I won’t go quite so far as to say that this binding is permanent, though others have said that or similar; I’m a great believer in impermanence, and I haven’t been on this earth long enough to be able to certify the permanence of this type of bond in all situations. But it may be awfully close.

6. Spiritual. This one’s a bit iffy, because the idea of spirituality is awfully slippery, and in some cases the spiritual aspect of these relationships is not clearly articulated even between the participants. But I’m including it anyway because the vast majority of the people I’ve met, seen and read about who do This Thing seem to have some understanding that they’re part of a larger system than the closed circuit of their individual relationship—that they answer to a higher spiritual force, whether they conceive of that force as God, Buddha, flow, spirit, “what is right,” or something else.

Note that in no way am I using the term “religious” here—this is not in any way obliged to be about a formal belief system. And I’m not talking about the temporary states of ecstasy or transcendence that can be reached through intense SM play, although those may happen too. It sounds dreadfully vanilla, but rather than thinking “constant sex party!” we might be better off drawing comparisons between these dynamics and monastic religious or spiritual practice (tip of the pen to Raven Kaldera and Josh Tenpenny for that concept), or intense, immersive and emotionally compelling artistic, scholarly or physical pursuits.
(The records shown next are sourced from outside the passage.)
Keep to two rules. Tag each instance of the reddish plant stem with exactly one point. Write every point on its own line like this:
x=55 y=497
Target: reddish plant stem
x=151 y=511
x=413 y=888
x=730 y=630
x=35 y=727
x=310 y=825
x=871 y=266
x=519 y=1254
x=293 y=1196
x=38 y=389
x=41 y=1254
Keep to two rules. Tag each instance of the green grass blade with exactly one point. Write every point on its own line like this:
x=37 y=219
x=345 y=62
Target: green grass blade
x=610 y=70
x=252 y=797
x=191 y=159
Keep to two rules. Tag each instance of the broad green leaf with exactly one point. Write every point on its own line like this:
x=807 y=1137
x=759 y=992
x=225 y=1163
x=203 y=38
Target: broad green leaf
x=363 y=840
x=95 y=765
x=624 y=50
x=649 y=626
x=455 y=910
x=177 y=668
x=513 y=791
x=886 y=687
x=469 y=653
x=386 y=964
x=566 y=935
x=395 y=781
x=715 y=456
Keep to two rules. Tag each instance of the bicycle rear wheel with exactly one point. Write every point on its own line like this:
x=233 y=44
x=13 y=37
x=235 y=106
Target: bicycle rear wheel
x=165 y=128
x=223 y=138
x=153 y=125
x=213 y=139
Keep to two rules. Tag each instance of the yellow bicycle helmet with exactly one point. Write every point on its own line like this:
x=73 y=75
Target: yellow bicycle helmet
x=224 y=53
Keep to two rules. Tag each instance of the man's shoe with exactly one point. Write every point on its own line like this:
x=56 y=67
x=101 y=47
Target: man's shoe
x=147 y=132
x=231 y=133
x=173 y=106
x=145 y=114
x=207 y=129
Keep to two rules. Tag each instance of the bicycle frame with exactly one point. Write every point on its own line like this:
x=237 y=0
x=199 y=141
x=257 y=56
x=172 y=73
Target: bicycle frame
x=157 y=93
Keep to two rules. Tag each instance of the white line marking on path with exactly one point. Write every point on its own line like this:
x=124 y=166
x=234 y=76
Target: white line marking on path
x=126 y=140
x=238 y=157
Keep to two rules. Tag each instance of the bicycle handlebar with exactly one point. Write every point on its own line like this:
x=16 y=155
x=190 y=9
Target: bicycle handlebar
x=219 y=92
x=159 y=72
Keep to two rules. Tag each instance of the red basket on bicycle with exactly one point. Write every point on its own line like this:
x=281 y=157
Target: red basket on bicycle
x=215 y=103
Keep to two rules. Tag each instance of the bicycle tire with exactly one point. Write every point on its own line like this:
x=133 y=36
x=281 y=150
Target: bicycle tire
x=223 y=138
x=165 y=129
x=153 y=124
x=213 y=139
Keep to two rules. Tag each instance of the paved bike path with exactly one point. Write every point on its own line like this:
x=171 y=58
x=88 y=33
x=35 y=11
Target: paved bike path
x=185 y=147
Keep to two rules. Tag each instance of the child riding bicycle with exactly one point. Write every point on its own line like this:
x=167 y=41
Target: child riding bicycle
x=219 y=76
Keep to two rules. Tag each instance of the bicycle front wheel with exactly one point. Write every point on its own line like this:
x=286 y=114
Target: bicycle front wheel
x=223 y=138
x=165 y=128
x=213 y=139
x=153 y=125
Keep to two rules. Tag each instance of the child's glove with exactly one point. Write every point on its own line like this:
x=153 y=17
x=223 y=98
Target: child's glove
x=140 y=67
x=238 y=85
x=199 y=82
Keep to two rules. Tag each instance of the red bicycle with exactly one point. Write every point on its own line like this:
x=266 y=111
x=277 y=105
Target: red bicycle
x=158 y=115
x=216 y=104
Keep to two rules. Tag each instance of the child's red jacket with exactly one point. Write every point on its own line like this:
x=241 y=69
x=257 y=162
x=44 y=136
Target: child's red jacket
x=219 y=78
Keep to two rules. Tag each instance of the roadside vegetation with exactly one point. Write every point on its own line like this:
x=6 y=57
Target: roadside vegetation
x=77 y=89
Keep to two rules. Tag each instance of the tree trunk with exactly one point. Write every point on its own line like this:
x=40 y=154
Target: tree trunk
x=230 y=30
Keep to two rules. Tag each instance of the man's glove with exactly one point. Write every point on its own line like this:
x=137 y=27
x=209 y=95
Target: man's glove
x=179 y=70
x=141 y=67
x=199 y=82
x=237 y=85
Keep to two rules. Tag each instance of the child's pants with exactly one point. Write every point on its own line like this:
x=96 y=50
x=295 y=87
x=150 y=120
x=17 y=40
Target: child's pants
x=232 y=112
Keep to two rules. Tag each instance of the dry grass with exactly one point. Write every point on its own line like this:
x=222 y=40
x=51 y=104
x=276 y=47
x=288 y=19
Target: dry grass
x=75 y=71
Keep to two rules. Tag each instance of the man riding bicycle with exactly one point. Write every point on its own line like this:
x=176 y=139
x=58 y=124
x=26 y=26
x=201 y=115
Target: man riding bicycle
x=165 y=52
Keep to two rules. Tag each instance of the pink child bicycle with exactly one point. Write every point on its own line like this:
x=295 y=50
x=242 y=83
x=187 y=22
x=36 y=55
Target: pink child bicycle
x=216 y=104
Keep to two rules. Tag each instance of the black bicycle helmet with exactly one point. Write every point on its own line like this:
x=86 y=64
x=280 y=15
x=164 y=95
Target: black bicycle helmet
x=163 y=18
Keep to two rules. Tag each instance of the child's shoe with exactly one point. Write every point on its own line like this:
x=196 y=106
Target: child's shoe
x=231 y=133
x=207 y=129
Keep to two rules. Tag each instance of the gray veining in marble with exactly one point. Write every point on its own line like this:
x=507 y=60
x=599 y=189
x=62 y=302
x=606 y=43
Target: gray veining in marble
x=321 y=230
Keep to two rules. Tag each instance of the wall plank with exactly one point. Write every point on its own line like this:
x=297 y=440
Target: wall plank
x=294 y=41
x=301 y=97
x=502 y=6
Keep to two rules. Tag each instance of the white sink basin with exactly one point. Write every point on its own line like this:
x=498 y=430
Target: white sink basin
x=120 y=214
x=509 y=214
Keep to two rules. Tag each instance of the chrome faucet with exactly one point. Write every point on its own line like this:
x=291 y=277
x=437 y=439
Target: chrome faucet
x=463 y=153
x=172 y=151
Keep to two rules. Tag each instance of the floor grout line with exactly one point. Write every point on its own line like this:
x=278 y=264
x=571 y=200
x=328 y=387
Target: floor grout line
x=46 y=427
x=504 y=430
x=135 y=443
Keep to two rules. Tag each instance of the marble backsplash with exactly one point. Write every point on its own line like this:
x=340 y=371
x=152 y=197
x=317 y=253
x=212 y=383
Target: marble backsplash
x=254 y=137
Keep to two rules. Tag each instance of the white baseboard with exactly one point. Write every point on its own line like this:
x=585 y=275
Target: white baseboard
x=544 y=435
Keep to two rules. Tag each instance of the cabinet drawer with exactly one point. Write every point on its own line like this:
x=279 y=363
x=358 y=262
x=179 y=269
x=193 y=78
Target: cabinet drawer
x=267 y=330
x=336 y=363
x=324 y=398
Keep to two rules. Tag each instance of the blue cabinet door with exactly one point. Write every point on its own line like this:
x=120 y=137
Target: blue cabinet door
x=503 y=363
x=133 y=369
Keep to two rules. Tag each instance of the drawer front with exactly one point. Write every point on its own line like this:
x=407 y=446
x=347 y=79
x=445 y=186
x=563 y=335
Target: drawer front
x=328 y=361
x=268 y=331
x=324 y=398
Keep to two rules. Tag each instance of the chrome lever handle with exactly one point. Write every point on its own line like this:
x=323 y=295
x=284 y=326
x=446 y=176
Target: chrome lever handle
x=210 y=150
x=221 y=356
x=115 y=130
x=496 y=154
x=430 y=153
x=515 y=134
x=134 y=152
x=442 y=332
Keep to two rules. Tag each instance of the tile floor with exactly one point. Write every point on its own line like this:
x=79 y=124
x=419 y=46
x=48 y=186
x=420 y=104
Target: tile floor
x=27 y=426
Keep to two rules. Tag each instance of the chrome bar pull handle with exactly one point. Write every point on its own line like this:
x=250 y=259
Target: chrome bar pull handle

7. Humble. With that spiritual thing in mind, I think a key piece of these relationships is humility. If you’re going to take on an extremely broad authority-holding or service-providing role in the life of a fellow fully competent adult, you need to be well aware that you aren’t perfect and don’t have the answers magically inside your own head. You need to make judicious use of the resources available to you, and that includes people and information sources well outside your own areas of expertise. You need to recognize your limits, keep your ego in check and understand that you are only entitled to that which you can properly hold—and proper holding takes work. You can’t just stand around and be fabulous.

With this in mind, as soon as people start to behave in ways that show they believe in the superiority of this type of relationship, or in their own personal superiority to others because of their participation in this type of relationship, or (worse) by their station as a PIC within one, it instantly makes me suspicious that they’re not really doing This Thing I’m talking about at all. I’ll own that this may be simply a case of me noticing behaviour that I find personally distasteful and imposing my judgement on the “truth” of such people’s relationships because of that. If that’s the case, I’m torn between wanting to apologize (since, after all, I can’t know the internal reality of anyone’s relationship whether I like their behaviour or not) and wanting to say, so be it—I really do think that if you’re too self-satisfied you can’t possibly be listening as carefully as you need to in order to do a full-time power dynamic well.

Note that none of this has anything to do with the sex, gender, age, ethnocultural background, ability, perceived attractiveness, employment status, or sexual orientation of the people involved. This is no small thing—far too many people in the world at large equate social capital with the ability to hold power or the suitability to give it over, and far too many perverts equate the object of their personal fetish with those same things. (Needless to say, the “All women are goddesses!” line of thinking makes me a bit ill, for example.)